A 2-base for inverse semigroups

TL;DR

This paper proves that the identities x(x'x) = x and x (x' (y (y' ((z u)' w')'))) = y (y' (x (x' ((w z) u)))) form a 2-base for inverse semigroups, solving a long-standing open problem in algebra.

Contribution

The paper establishes a minimal 2-base for inverse semigroups, confirming a longstanding open problem and providing a simplified proof using automated deduction tools.

Findings

Identifies a 2-base for inverse semigroups.

Uses automated theorem proving to simplify the proof.

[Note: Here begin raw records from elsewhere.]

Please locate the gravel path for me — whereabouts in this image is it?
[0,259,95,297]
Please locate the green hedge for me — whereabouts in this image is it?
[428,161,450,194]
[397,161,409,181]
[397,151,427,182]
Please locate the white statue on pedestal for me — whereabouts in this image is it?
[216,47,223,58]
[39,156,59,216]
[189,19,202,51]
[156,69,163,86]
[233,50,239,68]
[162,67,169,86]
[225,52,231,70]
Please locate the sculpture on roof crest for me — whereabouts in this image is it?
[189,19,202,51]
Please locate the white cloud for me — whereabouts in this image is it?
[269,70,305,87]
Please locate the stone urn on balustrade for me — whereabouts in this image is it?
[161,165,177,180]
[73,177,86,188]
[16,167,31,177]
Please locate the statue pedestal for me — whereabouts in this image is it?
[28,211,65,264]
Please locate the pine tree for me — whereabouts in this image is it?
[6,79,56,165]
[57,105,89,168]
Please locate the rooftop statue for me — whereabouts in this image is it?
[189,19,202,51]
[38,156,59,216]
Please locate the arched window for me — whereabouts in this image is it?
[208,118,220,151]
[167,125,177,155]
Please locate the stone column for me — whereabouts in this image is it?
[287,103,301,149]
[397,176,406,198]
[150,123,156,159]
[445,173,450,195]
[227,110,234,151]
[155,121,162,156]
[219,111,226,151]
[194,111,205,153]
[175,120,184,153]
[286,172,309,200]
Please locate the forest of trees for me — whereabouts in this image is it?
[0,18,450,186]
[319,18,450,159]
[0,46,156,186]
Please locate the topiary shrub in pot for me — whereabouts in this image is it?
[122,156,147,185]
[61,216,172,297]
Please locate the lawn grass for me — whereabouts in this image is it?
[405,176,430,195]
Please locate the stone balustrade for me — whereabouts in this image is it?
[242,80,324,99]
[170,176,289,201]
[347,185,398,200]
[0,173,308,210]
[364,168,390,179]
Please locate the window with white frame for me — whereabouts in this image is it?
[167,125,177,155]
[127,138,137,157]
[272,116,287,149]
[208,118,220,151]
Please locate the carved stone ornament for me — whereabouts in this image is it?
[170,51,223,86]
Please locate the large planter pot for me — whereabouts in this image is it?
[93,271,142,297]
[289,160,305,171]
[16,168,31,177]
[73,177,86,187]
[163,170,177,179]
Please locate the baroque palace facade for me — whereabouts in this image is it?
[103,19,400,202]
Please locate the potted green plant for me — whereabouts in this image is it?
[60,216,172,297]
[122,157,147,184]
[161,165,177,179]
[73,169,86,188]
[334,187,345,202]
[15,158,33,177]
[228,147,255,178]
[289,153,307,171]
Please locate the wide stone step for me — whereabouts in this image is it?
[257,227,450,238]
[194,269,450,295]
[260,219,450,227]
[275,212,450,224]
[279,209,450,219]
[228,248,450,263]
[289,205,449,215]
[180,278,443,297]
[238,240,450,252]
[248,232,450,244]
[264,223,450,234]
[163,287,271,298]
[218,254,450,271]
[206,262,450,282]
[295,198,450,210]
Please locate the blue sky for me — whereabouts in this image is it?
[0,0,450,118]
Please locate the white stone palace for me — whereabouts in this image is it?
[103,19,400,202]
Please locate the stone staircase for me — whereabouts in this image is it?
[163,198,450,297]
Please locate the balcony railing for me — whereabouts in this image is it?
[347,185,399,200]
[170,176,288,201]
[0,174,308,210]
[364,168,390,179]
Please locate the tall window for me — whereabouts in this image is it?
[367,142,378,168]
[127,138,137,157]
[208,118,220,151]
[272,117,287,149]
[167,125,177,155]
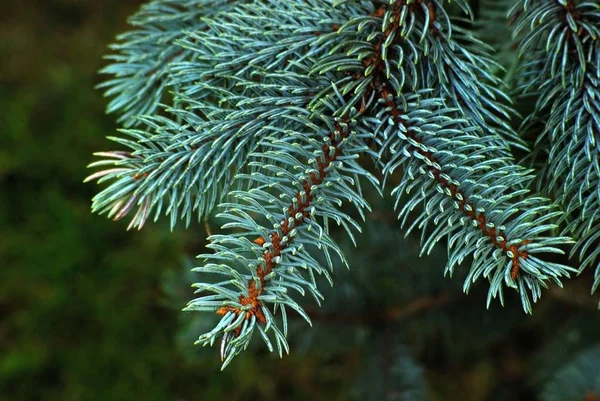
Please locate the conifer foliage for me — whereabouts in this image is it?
[88,0,600,366]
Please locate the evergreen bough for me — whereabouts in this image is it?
[87,0,600,366]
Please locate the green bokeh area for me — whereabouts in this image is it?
[0,0,204,400]
[0,0,181,400]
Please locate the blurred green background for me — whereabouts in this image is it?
[0,0,598,401]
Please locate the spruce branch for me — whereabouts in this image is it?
[88,0,592,367]
[512,0,600,300]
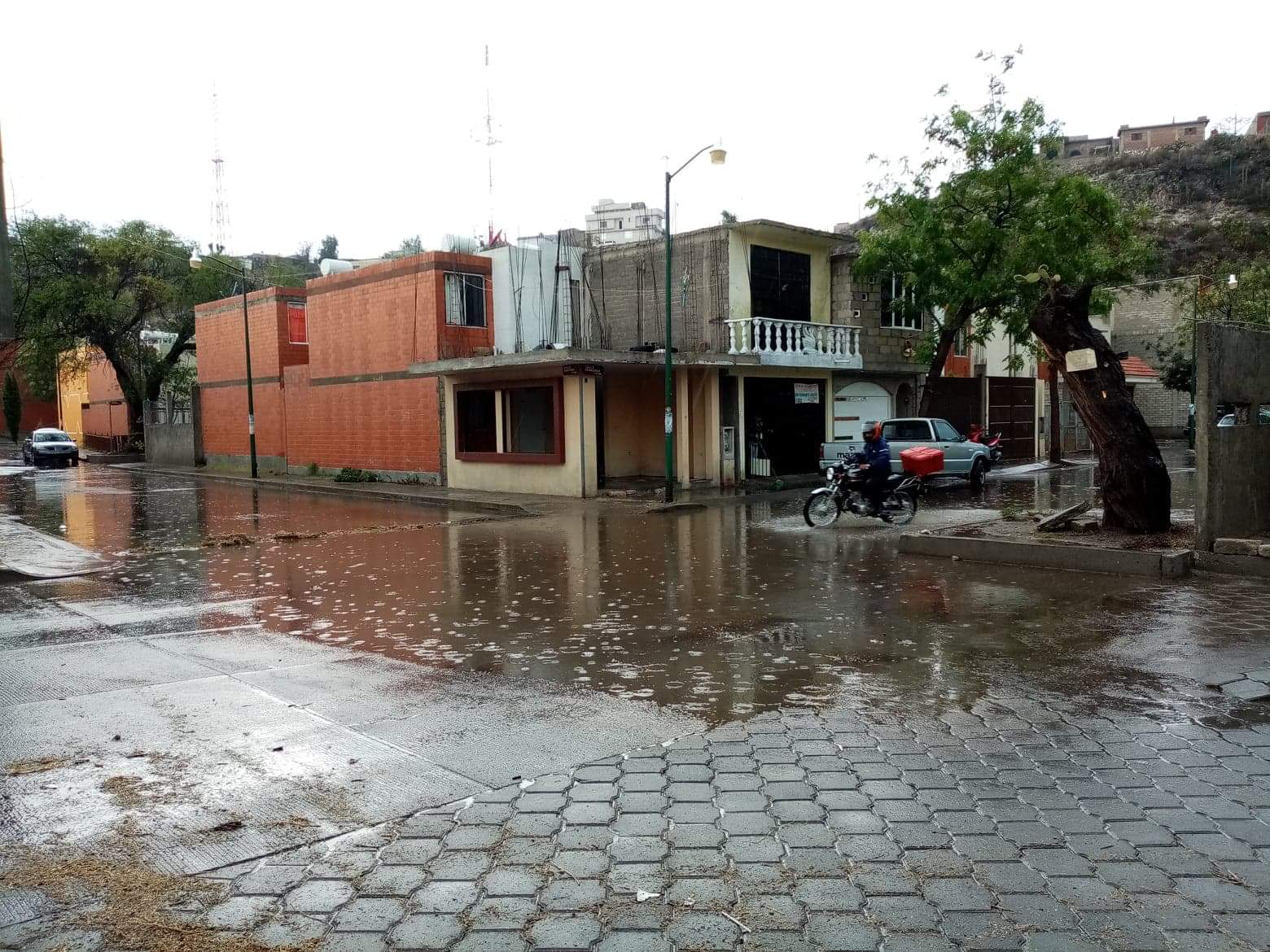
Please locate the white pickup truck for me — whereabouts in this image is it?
[821,417,992,490]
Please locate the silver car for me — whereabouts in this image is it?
[22,426,79,469]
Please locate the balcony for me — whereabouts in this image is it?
[725,317,864,371]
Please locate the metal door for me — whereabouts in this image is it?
[988,377,1036,460]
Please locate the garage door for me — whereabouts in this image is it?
[988,377,1036,460]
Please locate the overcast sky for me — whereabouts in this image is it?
[0,0,1270,256]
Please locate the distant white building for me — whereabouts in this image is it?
[587,198,664,245]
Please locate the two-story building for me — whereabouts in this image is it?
[410,220,922,496]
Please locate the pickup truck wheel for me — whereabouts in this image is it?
[970,456,987,492]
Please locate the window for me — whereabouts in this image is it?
[446,273,485,327]
[749,245,812,321]
[879,274,922,330]
[503,387,555,453]
[454,390,498,453]
[287,301,309,344]
[882,420,931,443]
[454,379,564,465]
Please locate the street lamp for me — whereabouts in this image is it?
[189,247,259,480]
[664,145,728,503]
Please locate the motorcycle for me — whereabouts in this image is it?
[803,453,922,528]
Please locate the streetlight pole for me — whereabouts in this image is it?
[663,146,728,503]
[189,249,259,480]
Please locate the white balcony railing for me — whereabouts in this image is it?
[726,317,864,369]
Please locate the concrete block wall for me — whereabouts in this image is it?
[583,227,729,353]
[830,255,925,374]
[1195,324,1270,551]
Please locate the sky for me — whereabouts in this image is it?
[0,0,1270,258]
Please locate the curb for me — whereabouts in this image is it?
[899,533,1193,579]
[131,463,538,515]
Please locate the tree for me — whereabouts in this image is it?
[13,218,234,433]
[857,63,1170,532]
[0,371,22,443]
[855,54,1058,415]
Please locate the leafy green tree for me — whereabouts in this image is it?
[0,371,22,443]
[857,62,1170,532]
[13,218,234,433]
[855,55,1058,415]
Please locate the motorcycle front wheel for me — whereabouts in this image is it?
[882,492,917,526]
[803,492,842,530]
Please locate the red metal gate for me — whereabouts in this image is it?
[988,377,1036,460]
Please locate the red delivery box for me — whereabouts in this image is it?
[899,447,944,476]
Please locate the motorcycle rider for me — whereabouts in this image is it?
[860,421,891,515]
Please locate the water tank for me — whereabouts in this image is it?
[318,258,356,278]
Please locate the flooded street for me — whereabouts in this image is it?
[0,454,1270,952]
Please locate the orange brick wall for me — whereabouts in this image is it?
[195,252,494,474]
[284,367,440,474]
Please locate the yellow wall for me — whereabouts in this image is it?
[605,371,665,478]
[728,225,830,324]
[57,347,89,446]
[446,377,598,496]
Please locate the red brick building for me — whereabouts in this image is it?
[195,251,494,483]
[195,288,309,472]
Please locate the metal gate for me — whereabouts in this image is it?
[988,377,1036,460]
[931,377,983,433]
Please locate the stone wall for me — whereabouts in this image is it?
[1195,324,1270,549]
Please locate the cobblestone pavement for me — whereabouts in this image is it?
[10,688,1270,952]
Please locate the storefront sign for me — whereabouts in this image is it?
[794,383,821,404]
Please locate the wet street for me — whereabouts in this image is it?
[0,452,1270,950]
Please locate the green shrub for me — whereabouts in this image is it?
[335,466,379,483]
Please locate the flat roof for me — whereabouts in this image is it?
[409,347,760,377]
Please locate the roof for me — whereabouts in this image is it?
[1120,356,1159,379]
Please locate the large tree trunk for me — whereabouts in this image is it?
[917,312,970,417]
[1030,284,1171,532]
[1049,360,1063,465]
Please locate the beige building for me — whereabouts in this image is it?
[410,220,921,496]
[1116,116,1208,152]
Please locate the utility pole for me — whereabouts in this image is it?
[0,124,15,343]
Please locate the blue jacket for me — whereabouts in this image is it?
[862,437,891,472]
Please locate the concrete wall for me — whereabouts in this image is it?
[1195,324,1270,549]
[583,227,732,352]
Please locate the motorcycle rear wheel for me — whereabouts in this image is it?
[882,492,917,526]
[803,492,842,530]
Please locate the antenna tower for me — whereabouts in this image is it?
[476,43,503,247]
[211,82,230,254]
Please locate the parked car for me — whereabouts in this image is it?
[22,426,79,469]
[821,417,992,490]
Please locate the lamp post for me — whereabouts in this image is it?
[189,249,259,480]
[664,146,728,503]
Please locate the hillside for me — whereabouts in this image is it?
[1081,136,1270,276]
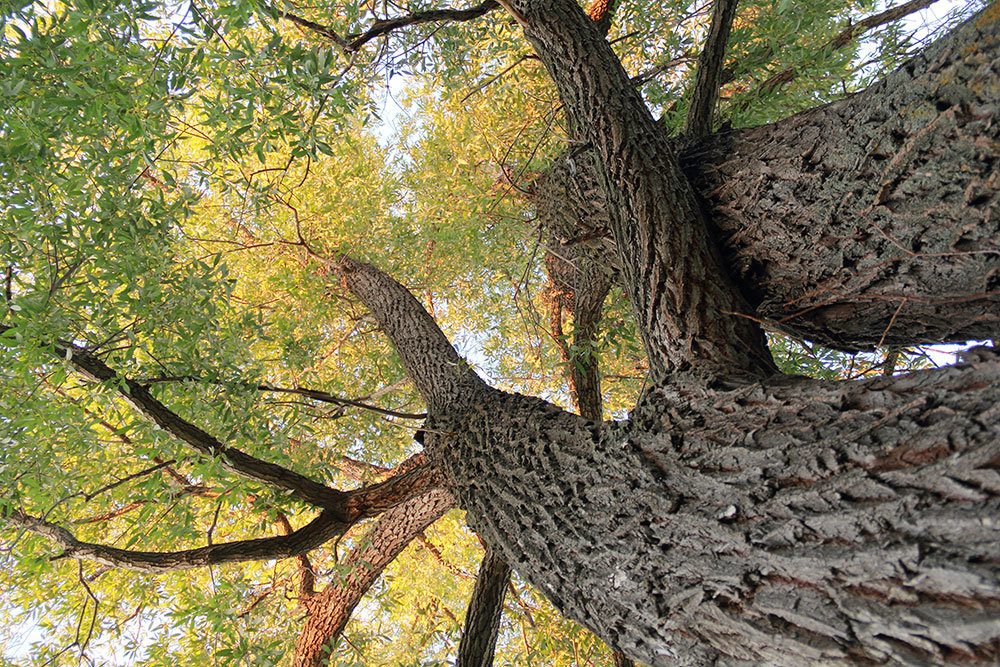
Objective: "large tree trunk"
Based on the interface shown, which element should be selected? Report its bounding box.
[432,360,1000,665]
[538,12,1000,349]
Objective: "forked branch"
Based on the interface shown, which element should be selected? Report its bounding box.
[281,0,500,53]
[685,0,738,137]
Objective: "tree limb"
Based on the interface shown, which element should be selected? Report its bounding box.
[6,325,350,521]
[281,0,500,53]
[684,0,738,137]
[0,508,351,572]
[760,0,938,93]
[140,375,427,419]
[292,490,455,667]
[310,250,489,414]
[455,549,510,667]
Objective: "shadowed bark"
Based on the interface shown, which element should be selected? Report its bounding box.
[455,549,510,667]
[538,13,1000,349]
[684,0,738,137]
[432,354,1000,665]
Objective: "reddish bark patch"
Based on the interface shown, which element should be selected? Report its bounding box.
[867,444,951,472]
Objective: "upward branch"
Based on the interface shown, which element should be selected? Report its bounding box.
[281,0,500,53]
[322,254,488,414]
[512,0,774,375]
[685,0,737,137]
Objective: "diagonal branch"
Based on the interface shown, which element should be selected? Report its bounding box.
[141,375,427,419]
[0,508,351,572]
[684,0,738,137]
[760,0,938,93]
[292,490,455,667]
[455,549,510,667]
[281,0,500,53]
[307,253,489,414]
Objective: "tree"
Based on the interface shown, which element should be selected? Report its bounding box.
[0,0,1000,665]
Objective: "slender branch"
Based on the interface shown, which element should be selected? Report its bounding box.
[281,0,500,53]
[456,549,510,667]
[587,0,616,36]
[306,253,489,414]
[760,0,938,93]
[0,508,351,572]
[685,0,738,137]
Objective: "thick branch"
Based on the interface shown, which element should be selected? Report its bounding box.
[12,332,349,520]
[317,257,488,414]
[684,0,738,137]
[537,6,1000,349]
[0,509,350,572]
[455,549,510,667]
[292,491,454,667]
[429,350,1000,665]
[281,0,500,53]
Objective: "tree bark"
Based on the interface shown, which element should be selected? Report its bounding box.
[292,491,454,667]
[538,11,1000,350]
[455,549,510,667]
[511,0,775,375]
[431,352,1000,665]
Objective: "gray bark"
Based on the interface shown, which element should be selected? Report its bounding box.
[455,549,510,667]
[511,0,774,374]
[431,360,1000,665]
[538,9,1000,350]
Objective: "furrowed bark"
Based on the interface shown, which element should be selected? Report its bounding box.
[511,0,774,374]
[537,8,1000,350]
[429,358,1000,665]
[455,548,510,667]
[292,490,454,667]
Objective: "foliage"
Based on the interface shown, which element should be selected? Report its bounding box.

Provides a historical overview of the problem and its solution.

Abstract

An open problem in the theory of inverse semigroups was whether the variety of such semigroups, when viewed as algebras with a binary operation and a unary operation, is 2-based, that is, has a base for its identities consisting of 2 independent axioms. In this note, we announce the affirmative solution to this problem: the identities \[ \quad x(x'x) = x \qquad \quad x (x' (y (y' ((z u)' w')'))) = y (y' (x (x' ((w z) u)))) \] form a base for inverse semigroups where ${}'$ turns out to be the natural inverse operation. We recount here the history of the problem including our previous efforts to find a 2-base using automated deduction and the method that finally worked. We describe our efforts to simplify the proof using \textsc{Prover9}, present the simplified proof itself and conclude with some open problems.